Homework 4

Implementation of SVM via Gradient Descent (30 points)

Here, you will implement the soft margin SVM using different gradient descent methods as described in the section 12.3.4 of the textbook. To recap, given a dataset of \(n\) samples \(\mathcal{D} = \left\{\left(\bm{x}^{(i)}, y^{(i)}\right)\right\}_{i=1}^n\), where every \(d\)-dimensional feature vector \(\bm{x}^{(i)} \in \mathbb{R}^d\) is associated with a label \(y^{(i)} \in \{-1,1\}\), to estimate the parameters \(\bm{\theta} = (\bm{w}, b)\) of the soft margin SVM, we can minimize the loss function: \[\begin{aligned} f(\bm{w},b; \mathcal{D}) &= \frac{1}{2} \|\bm{w}\|_2^2 + C \sum_{(\bm{x}^{(i)}, y^{(i)}) \in \mathcal{D}} \max\left\{0, 1 - y^{(i)}( \bm{w}\cdot \bm{x}^{(i)} + b )\right\} \\ &= \frac{1}{2} \|\bm{w}\|_2^2 + C \sum_{(\bm{x}^{(i)}, y^{(i)}) \in \mathcal{D}} L(\bm{x}^{(i)}, y^{(i)}; \bm{\theta}) \end{aligned}\]

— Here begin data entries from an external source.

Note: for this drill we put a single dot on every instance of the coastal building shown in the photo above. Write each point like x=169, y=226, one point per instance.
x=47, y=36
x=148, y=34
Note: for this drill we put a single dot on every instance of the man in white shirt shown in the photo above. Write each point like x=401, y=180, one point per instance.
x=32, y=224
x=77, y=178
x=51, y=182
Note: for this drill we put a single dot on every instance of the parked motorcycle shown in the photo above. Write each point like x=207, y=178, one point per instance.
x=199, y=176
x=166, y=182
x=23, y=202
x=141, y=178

In order to minimize the function, we first obtain the gradient with respect to \(\bm{\theta}\). The partial derivative with respect to \(w_j\), the \(j\)-th entry in the vector \(\bm{w}\), is:

\[\begin{aligned} \label{eq:grad_w} \partial_{w_j} f(\bm{w},b; \mathcal{D}) = \frac{\partial f(\bm{w},b; \mathcal{D})}{\partial w_j} = w_j + C \sum_{(\bm{x}^{(i)}, y^{(i)}) \in \mathcal{D}} \frac{\partial L(\bm{x}^{(i)}, y^{(i)}; \bm{\theta})}{\partial w_j} \end{aligned}\] where \[\begin{aligned} \frac{\partial L(\bm{x}^{(i)}, y^{(i)}; \bm{\theta})}{\partial w_j} = \left\{\begin{array}{cl} 0 & \text{if}\ y^{(i)}\left(\bm{w} \cdot \bm{x}^{(i)} + b \right) \ge 1 \\ -y^{(i)}x_j^{(i)} & \text{otherwise.} \end{array}\right. \end{aligned}\]

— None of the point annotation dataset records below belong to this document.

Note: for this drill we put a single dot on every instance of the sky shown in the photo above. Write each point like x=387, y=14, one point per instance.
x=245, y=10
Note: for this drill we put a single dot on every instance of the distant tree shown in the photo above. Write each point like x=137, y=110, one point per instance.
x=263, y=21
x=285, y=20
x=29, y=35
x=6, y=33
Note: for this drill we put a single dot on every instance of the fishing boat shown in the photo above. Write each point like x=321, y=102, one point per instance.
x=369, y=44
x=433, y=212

and the partial derivative with respect to \(b\) is: \[\begin{aligned} \label{eq:grad_b} \partial_b f(\bm{w},b;\mathcal{D}) = \frac{\partial f(\bm{w},b;\mathcal{D})}{\partial b} = C \sum_{(\bm{x}^{(i)}, y^{(i)}) \in \mathcal{D}} \frac{\partial L(\bm{x}^{(i)}, y^{(i)}; \bm{\theta})}{\partial b} \end{aligned}\] where \[\begin{aligned} \frac{\partial L(\bm{x}^{(i)}, y^{(i)}; \bm{\theta})}{\partial b} = \left\{\begin{array}{cl} 0 & \text{if}\ y^{(i)}\left(\bm{w} \cdot \bm{x}^{(i)} + b \right) \ge 1 \\ -y^{(i)} & \text{otherwise.} \end{array}\right. \end{aligned}\] Since the direction of the gradient is the direction of steepest ascent of the loss function, gradient descent proceeds by iteratively taking small steps along the direction opposite to the direction of gradient. The general framework of gradient descent is given in Algorithm [alg:svm].

Parameters: learning rate \(\eta\), batch size \(\beta\).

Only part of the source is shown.